Have a Healthy Gut, What You Need to Know

Articles
May 14, 2013

Have a Healthy Gut, What You Need to Know

Staying regular is a big factor in being healthy. Find out what you need to know about your gut health here

According to Dr. Mark Hyman, you should have a bowel movement at least once a day. Chronic constipation can lead to colon cancer and even Parkinson's disease. Constipation can be caused by low thyroid function, dehydration, magnesium deficiency, intestinal infections, and more. But for many people, Dr. Hyman’s simple home remedy can fix the problem forever:

Take 2 tbsp daily of ground flax seeds, which contain fiber, lignin, and omega-3 fats.

Take 150-300 mg of magnesium citrate twice daily in capsule form. You can take more if you need to go to the bathroom. If you get loose stools, cut back. If you have kidney issuess, consult your doctor.

Take daily probiotics -- 50 billion CFUs of lactobacillus and bifidobacteria.

Drink eight glasses of water daily.

If you don't feel better after trying this, get your thyroid checked.

The first point Dr. Hyman recommends is flax seeds which are full of fiber. Here is some more information about fiber and fiber rich foods to keep you regular and healthy! As well as helping to keep you regular, a diet rich in fiber, may lower your risk of colon and rectal cancer, and if you are watching your weight, can make you feel full longer, so you eat less. In addition, certain types of fiber may help lower blood cholesterol levels and can even help to control the rise of blood sugar levels after a meal.

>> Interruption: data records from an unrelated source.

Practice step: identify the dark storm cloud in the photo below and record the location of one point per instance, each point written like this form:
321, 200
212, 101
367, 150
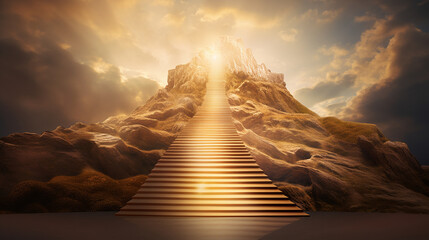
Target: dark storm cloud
40, 90
399, 103
326, 90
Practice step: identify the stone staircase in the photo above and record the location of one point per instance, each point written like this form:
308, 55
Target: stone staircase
208, 171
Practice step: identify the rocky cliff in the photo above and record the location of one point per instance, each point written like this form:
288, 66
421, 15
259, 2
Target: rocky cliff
322, 163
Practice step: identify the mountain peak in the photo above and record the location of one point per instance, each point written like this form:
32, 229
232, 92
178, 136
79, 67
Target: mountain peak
236, 58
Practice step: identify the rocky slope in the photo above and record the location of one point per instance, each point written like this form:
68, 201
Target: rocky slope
321, 163
106, 161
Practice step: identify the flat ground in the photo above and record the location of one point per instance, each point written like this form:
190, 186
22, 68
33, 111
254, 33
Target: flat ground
321, 225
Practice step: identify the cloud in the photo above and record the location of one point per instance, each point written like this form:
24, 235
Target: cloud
399, 102
337, 86
326, 16
289, 35
238, 17
41, 90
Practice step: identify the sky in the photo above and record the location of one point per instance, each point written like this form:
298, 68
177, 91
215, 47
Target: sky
85, 60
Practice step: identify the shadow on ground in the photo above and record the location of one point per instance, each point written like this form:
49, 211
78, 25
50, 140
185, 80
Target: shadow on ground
321, 225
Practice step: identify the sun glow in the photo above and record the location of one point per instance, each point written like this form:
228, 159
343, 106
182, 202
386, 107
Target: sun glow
201, 187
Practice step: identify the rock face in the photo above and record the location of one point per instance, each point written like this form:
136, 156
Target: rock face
320, 163
239, 59
121, 149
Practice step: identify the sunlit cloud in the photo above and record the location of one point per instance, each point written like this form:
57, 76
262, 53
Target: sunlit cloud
288, 35
240, 18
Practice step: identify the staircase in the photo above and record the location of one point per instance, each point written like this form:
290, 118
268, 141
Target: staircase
207, 171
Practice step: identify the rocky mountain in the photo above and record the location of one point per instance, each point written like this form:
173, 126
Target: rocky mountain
322, 163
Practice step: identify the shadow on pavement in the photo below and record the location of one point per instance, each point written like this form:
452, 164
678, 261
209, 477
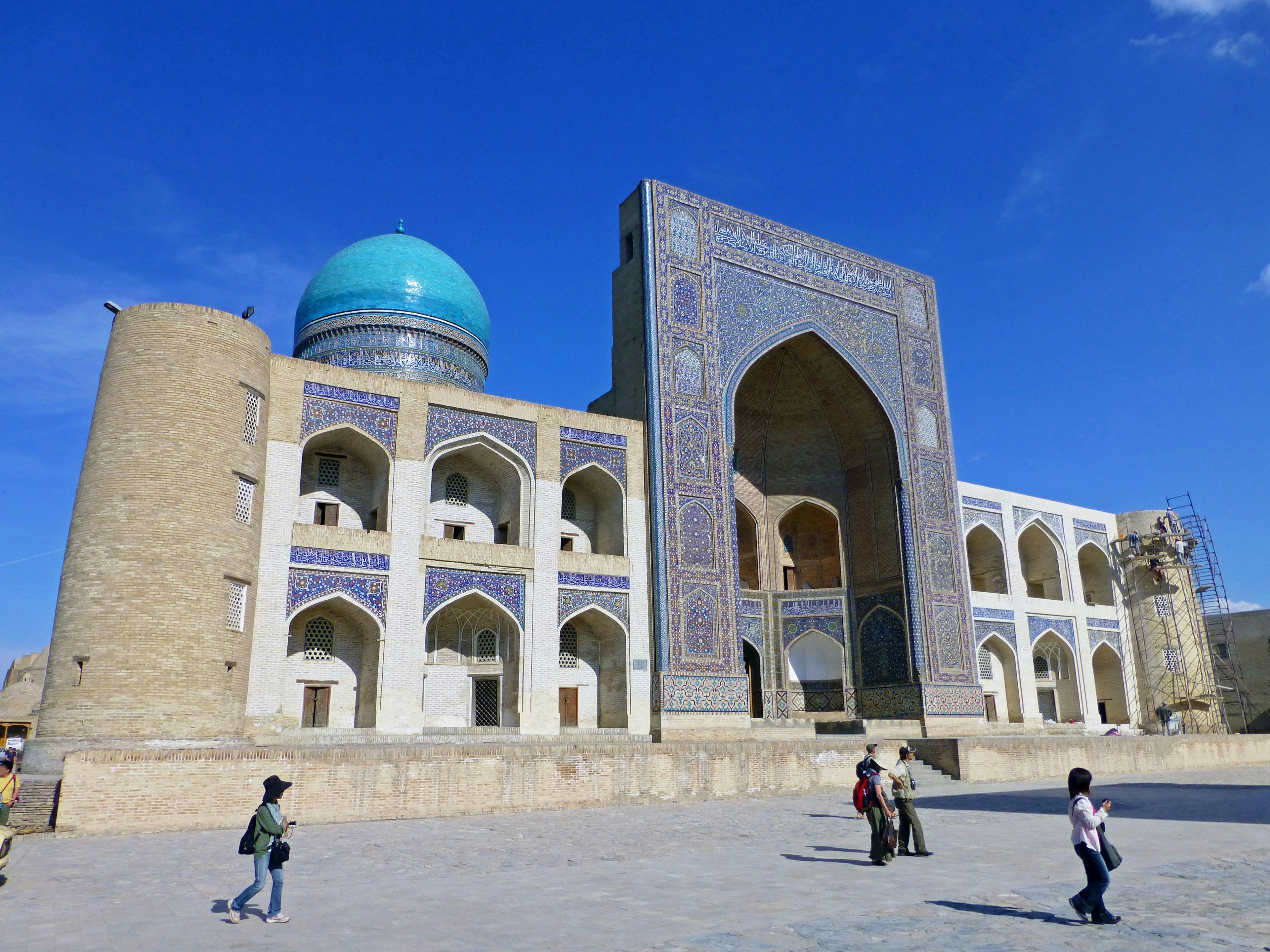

A study from the National Cancer Institute and the AARP recently concluded that a higher intake of dietary fiber from grains was significantly related to a lower mortality rate in both men and women. The researchers also found an inverse association between dietary fiber intake and cancer death in men. Fiber intake was associated with a significantly lowered risk of total death in both men and women.

Fiber is found in plants and although often a component of healthy foods, fiber is not actually considered a nutrient, because it alone does not contribute any calories, since it can’t be digested. There are two forms of fiber. Soluble fiber dissolves in water and comes mostly from oats, legumes and some fruits (berries have the most) and vegetables. Insoluble fiber does not dissolve in water and is found in wheat bran, vegetables and whole grains. Insoluble fiber helps prevent constipation.

It’s recommended to consume between 20 to 35 grams of fiber daily, but in order to avoid uneasiness in the digestive tract, be sure to increase fiber intake gradually, and drink plenty of water to keep hydrated. The Nutrition Facts panel on food labels can help you determine the fiber content in packaged foods. A product that is marked as being high in fiber has 5 grams or more per serving, and one that notes it is a good source of fiber has 2.5- 4.9 grams per serving. Look for ingredients such as bran, whole ground cornmeal, cracked wheat, and oatmeal.

Shopping smart for fiber rich foods: avocado, nuts, oranges, coconut, apples, blackberries, raspberries, pear, sweet potato, squash, broccoli, beets, greens, beans (red beans, adzuki beans, lentils, mung, split peas, etc.), amaranth, barley, oats, wheat bran, quinoa, root vegetable skins and flax seeds.